Vivian Abenshushan (born June 23, 1972, in Mexico City) is a Mexican interdisciplinary writer and editor. In her work, she combines literature with new technologies and experimentation. She has won notable literary awards. Abenshushan's career has been defined by her resistance to the fast-paced logic of capitalist labor. She has openly reflected on her own exhaustion and on how "turbo-capitalism" seeps into intellectual and artistic spheres, shaping how creativity is valued.

== Biography ==
She studied Hispanic Language and Literature at the Department of Philosophy and Letters of the National Autonomous University of Mexico. "In a risky and enthusiastic race towards Non-Doong (always in tension with her secret impulses of hyperactivity), she resigned from academia at 25, from "forced work" at 32, and when she was 33, she founded the independent publishing house Tumbona Ediciones, under Lafarguiano's motto: 'The universal right to laziness.' Abenshushan has contributed to magazines such as La Tempestad, Your Impossible Voice, Southwest Review, Etiqueta Negra, Horizontal, Letras Libres, Luvina, Paréntesis, and Tierra Adentro, among others. Her decision to leave both academia and what she calls "forced work" reflects a radical stance: she sees writing not merely as a profession but as a form of resistance against productivity-driven capitalist structures.

She is considered part of the literary movement known as the Nonexistent Generation. Some critics have described her work as exo canonical, experimental, peripheral, and anti-systemic.

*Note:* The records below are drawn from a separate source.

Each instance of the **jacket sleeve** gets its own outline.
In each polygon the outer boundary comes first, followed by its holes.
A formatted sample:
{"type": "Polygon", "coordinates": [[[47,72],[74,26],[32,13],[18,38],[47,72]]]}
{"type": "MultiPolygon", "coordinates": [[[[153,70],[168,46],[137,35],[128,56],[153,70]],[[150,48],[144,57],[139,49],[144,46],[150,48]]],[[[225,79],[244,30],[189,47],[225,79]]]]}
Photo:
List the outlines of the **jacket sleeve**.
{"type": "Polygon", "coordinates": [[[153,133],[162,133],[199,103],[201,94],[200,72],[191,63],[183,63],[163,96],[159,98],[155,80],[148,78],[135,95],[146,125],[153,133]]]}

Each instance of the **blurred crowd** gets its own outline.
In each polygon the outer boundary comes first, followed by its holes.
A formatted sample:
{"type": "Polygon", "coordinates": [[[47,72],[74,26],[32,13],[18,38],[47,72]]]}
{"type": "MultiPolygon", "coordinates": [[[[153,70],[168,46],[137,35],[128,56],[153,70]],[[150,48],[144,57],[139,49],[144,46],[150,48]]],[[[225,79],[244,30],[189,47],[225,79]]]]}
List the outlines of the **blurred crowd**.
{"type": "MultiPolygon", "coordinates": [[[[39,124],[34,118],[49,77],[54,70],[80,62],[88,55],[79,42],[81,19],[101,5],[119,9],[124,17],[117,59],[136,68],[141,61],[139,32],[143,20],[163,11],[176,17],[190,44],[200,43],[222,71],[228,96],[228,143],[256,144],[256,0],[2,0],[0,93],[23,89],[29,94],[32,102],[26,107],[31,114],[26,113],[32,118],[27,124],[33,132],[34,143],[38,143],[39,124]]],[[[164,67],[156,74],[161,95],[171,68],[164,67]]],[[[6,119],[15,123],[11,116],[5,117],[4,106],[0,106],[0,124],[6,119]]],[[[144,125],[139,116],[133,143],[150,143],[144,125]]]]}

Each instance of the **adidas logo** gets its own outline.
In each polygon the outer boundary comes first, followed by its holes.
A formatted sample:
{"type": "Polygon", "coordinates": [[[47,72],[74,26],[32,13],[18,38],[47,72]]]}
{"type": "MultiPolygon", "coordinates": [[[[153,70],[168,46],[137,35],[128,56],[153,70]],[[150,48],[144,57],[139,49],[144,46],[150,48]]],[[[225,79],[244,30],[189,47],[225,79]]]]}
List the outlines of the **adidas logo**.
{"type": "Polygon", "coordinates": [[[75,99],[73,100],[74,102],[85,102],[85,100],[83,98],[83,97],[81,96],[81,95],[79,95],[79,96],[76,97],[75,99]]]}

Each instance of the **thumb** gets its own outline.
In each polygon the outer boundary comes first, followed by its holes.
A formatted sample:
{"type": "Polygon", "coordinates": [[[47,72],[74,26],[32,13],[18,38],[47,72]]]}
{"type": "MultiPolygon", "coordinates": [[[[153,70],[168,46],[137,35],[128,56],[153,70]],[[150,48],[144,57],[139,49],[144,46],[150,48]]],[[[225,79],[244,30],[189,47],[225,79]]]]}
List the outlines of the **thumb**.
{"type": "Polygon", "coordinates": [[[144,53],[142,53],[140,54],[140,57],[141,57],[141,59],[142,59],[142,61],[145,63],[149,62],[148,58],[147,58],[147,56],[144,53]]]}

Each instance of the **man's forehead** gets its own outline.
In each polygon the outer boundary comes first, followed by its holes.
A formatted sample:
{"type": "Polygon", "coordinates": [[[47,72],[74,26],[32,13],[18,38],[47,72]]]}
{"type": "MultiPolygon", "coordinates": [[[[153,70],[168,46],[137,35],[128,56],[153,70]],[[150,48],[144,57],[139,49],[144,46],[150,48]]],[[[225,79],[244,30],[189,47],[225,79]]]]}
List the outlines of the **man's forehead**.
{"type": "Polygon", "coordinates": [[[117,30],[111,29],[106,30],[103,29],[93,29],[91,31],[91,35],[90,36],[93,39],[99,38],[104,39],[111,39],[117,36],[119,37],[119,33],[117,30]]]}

Throughout her career, Abenshushan has been active not only as a writer but also as a cultural organizer. Her Laboratorio de Escritura Expandida, launched in 2001, is an itinerant workshop that treats writing as an open field connected with other artistic languages --- from sound poetry and performance to visual experimentation. This laboratory has been hostage by prestigious institutions in Mexico and internationally, underscoring her recognition as a thinker who bridges art, literature, and activism.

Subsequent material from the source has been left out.